Relativistic Thermodynamics

Einstein’s special theory of relativity has formulas, called Lorentz transformations, that convert time or distance intervals from a resting frame of reference to a frame zooming by at nearly the speed of light. But how about temperature? That is, if a speeding observer, carrying her thermometer with her, tries to measure the temperature of a gas in a stationary bottle,what temperature will she measure? A new look at this contentious subject suggests that the temperature will be the same as that measured in the rest frame. In other words, moving bodies will not appear hotter or colder.

You’d think that such an issue would have been settled decades ago, but this is not the case. Einstein and Planck thought, at one time,that the speeding thermometer would measure a lower temperature,while others thought the temperature would be higher. One problem is how to define or measure a gas temperature in the first place.

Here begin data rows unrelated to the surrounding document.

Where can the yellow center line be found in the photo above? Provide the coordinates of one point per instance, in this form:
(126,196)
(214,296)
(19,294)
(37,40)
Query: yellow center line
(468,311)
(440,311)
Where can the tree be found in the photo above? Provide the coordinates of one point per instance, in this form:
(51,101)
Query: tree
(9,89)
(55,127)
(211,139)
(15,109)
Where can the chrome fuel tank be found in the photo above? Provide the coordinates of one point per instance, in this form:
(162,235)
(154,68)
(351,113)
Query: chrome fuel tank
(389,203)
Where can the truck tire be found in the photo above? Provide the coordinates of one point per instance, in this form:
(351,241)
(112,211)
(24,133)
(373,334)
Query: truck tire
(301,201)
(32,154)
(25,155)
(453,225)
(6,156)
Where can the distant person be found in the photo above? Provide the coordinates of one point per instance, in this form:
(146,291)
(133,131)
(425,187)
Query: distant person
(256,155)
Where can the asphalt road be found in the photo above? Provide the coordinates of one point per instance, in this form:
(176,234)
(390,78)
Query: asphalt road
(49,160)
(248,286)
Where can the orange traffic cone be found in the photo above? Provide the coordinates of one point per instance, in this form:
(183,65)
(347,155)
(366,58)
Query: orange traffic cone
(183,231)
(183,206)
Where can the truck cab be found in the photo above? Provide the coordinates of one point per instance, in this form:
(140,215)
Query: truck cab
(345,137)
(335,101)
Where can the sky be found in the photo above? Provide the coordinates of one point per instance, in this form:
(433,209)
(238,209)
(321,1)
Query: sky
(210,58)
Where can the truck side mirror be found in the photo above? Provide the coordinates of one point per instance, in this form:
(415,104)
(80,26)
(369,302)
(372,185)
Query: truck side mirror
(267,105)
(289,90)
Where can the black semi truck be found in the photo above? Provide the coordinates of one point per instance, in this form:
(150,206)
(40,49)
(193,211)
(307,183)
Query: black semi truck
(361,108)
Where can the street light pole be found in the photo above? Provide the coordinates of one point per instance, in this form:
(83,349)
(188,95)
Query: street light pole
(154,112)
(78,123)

James Clerk Maxwell in 1866 enunciated his famous formula predicting that the distribution of gas particle velocities would look like a Gaussian-shaped curve. But how would this curve appear to be for someone flying past? What would the equivalent average gas temperature be to this other observer? Jorn Dunkel and his colleagues at the Universitat Augsburg (Germany) and the Universidad de Sevilla (Spain) could not exactly make direct measurements (no one has figured out how to maintain a contained gas at relativistic speeds in a terrestrial lab), but they performed extensive simulations of the matter.

Dunkel (joern.dunkel@physik.uni-augsburg.de ) says that some astrophysical systems might eventually offer a chance to experimentally judge the issue. In general the effort to marry thermodynamics with special relativity is still at an early stage. It is not exactly known how several thermodynamic parameters change at high speeds. Absolute zero, Dunkel says, will always be absolute zero, even for quickly-moving observers. But producing proper Lorentz transformations for other quantities such as entropy will be trickier to do. (Cubero et al., Physical Review Letters, 26 October 2007)